Thermohaline circulation collapse. A heart condition? A hose leading to the engine of your SUV has given out? The new heating system on the house has self-destructed? If only. Then it would only affect one unfortunate individual. Thermohaline circulation collapse is everyone's problem and everyone should be worried about it. Well, the Pentagon is worried. And so are the prestigious Woods Hole Oceanographic Institute and a plethora of reputable scientists, paleontologists, futurists...and of course the regular selection of kooks who add just enough weirdness to keep the subject teetering on the border between legitimacy and paranoia.

As the Bush administration consistently defends the rights of big business to pollute and only in 2002 admitted that Global Warming wasn't the product of the overactive imaginations of the liberal scientific community, the man at the Pentagon known as Yoda, Andrew Marshall (actually, a very influential defense advisor) commissioned a report to examine the challenges to US security in the event of an abrupt climate change (otherwise known as Thermohaline Circulation Collapse).

The actual Pentagon report ("An Abrupt Climate Change Scenario and Its Implications for United States National Security" by Peter Swartz and Doug Randall) nicely explains the what, where and why of a collapse:

"There is substantial evidence to indicate that significant global warming will occur during the 21st century...recent research suggests that there is a possibility that this global warming could lead to a relatively abrupt slowing of the ocean's Thermohaline conveyor, which could lead to harsher winter weather conditions, sharply reduced soil moisture, and more significant winds in certain regions that currently provide a significant fraction of the world's food production...the result could be a significant drop in the human carrying capacity of the Earth's environment."
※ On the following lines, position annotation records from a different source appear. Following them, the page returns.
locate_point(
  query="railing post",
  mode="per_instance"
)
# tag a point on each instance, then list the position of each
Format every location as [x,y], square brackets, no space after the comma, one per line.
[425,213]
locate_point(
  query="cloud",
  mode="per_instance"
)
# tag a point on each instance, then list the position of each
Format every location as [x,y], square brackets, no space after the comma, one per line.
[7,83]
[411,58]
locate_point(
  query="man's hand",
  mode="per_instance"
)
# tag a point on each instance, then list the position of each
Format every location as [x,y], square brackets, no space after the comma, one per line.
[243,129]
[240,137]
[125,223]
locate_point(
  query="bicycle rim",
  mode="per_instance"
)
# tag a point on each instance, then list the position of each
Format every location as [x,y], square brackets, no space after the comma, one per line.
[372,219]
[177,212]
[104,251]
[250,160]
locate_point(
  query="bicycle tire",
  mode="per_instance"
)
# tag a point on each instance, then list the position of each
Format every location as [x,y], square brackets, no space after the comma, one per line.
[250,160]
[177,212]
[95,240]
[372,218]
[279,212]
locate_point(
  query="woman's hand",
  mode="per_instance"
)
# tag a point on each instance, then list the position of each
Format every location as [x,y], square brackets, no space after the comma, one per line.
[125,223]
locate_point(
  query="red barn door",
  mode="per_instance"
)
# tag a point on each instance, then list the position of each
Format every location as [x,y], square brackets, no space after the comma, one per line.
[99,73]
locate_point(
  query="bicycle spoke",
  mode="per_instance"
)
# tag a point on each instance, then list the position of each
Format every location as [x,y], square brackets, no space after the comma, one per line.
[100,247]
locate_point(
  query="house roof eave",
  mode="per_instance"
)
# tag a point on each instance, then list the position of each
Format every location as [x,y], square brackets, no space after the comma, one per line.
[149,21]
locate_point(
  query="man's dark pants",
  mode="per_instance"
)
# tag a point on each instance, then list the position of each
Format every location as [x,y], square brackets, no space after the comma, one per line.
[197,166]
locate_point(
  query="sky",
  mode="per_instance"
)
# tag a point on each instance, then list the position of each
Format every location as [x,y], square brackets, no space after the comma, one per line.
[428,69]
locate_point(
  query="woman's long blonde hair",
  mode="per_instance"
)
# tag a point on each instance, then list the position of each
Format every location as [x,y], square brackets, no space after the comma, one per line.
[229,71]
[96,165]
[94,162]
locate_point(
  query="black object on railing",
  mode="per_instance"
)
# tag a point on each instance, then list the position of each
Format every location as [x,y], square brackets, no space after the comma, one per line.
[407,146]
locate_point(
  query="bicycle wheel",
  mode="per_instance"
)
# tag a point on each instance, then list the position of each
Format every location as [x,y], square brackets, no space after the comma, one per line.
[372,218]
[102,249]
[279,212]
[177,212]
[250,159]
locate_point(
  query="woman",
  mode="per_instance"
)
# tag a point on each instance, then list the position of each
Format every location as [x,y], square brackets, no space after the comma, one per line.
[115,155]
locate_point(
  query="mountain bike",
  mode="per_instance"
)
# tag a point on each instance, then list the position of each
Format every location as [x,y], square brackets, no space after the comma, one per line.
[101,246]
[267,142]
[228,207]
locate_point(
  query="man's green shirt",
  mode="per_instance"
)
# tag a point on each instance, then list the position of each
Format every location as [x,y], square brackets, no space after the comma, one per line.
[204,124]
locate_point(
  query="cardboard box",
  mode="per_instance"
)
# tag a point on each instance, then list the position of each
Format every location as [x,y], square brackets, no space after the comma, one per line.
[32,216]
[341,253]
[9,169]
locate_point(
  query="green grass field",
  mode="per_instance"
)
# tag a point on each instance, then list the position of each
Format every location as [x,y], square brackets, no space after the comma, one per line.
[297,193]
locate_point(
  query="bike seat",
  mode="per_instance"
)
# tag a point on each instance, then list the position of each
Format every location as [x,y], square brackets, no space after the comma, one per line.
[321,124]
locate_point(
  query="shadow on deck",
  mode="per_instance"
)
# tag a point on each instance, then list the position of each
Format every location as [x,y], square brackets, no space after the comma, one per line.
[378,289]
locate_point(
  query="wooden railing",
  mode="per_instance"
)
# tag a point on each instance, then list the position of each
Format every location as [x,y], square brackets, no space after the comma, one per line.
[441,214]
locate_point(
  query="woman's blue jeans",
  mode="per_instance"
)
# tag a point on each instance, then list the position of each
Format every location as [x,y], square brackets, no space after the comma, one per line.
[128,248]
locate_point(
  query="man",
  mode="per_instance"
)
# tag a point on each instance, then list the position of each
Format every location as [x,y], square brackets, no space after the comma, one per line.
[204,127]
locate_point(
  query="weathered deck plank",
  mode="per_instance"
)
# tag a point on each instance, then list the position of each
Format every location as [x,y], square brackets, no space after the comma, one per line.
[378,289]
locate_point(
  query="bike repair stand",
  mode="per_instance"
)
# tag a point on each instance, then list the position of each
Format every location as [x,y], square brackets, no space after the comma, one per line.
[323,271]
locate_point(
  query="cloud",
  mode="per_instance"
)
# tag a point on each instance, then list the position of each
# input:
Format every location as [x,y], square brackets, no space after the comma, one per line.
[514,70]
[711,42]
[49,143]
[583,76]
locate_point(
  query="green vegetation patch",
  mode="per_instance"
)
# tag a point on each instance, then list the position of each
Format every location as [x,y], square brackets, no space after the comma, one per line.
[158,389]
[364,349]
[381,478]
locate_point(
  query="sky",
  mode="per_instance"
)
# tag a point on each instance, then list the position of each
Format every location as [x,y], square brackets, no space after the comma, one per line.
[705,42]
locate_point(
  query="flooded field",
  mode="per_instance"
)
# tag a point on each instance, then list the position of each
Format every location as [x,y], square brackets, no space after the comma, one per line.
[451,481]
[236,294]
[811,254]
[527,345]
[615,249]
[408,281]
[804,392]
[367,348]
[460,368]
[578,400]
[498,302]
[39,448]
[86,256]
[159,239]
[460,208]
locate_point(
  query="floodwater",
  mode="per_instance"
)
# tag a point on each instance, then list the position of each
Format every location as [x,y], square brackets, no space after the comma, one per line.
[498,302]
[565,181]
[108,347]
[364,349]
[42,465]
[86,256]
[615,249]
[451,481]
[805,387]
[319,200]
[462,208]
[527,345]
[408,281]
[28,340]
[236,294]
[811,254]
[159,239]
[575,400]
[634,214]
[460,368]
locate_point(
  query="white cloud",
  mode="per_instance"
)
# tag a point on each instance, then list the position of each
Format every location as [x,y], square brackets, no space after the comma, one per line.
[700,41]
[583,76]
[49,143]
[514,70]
In other words...the freshwater melt provided by the warming of the ice cap could conceivably slow up the lifeline of the northern world -- the conveyor -- by mixing with the saltwater of the Atlantic. The annual average temperature of the Carolinas could drop up to 5 degrees, our coastal lands could become inundated by fierce storms and massive drought could cripple the region. Refugees from harder hit regions in the Caribbean could overwhelm what coast is left. The actual report goes on to outline these facts, plus the global conflicts that usually arise between the haves and the have-nots when supplies, water and habitable land is in short supply. And remember that what thin-blooded Southerners consider "habitable" is rather narrow...we could be living in a climate close to what the climate is now in North Dakota. Can you imagine the whining? "Food Lion is out of bread and milk....FOREVER! And where do I buy a snow blower in the South? Huh?" Or course the skiing might be rocking...if we get enough precipitation.
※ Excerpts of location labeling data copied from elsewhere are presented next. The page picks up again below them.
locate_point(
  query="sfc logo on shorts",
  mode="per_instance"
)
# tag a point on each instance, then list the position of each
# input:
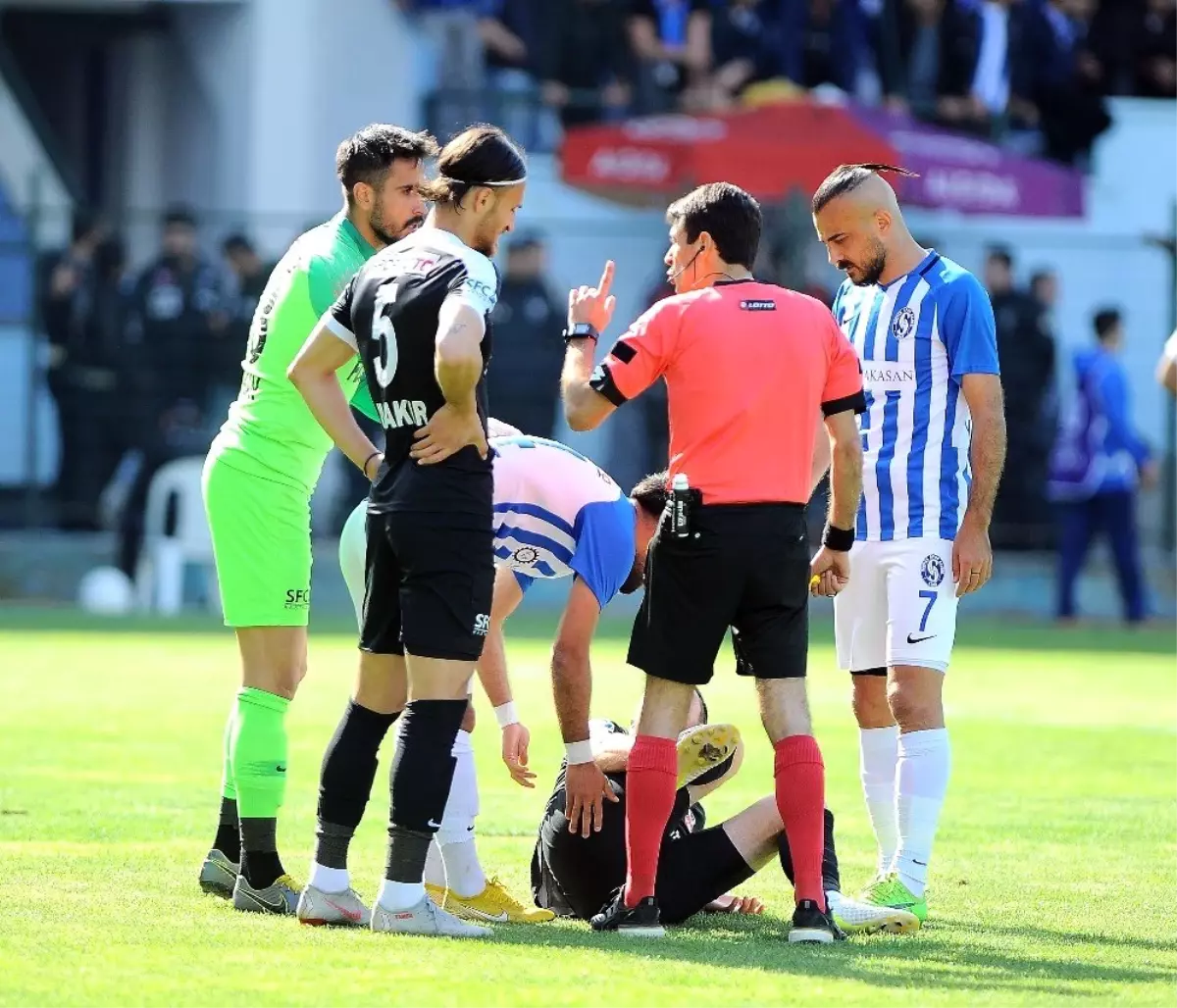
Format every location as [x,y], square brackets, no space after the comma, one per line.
[933,571]
[903,324]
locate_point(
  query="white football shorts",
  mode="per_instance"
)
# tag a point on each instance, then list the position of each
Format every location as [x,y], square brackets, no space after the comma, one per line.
[899,607]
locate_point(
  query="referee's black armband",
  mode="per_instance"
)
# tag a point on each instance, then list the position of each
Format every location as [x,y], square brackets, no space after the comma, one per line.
[603,381]
[857,402]
[840,540]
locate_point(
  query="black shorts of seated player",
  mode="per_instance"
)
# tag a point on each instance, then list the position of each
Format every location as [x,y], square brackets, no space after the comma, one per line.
[575,877]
"But," you say, "Aletha...the doomsday scenarios these days are getting a little old. And I just returned my generator I bought from Home Depot for Y2K." Which is exactly what I thought when I first read about this. But then I read the actual report, commissioned by a conservative advisor to be written by two conservative futurists. Then I spent three hours on the Woods Hole Institute's Abrupt Climate Change page. Then I read the article in the UK's Observer about how the present administration tried to keep the report under wraps. After about 10 more articles by reputable sources and one stellar piece from MSN Money about what stocks to pick to prepare for the Big Chill, I decided against giving away my parka from my days in Colorado to Goodwill.

If you want to get a look at what your weather future could be, check out the new flick The Day After Tomorrow, a Dennis Quaid vehicle that addresses abrupt climate change in a Hollywood blockbuster manner (i.e., take with a large grain of salt).

What can we do? Most sources claim this change is coming -- either quickly or semi-quickly -- no matter what humans do. But preparation is vital. Mr. Swartz and Mr. Randall suggest -- in gentler terms -- getting our government's head out of the hole in the sand prepared for it by big business and taking the weather and our environment seriously for a change. Or the planet just might develop a serious fever to fight the virus that is the human race.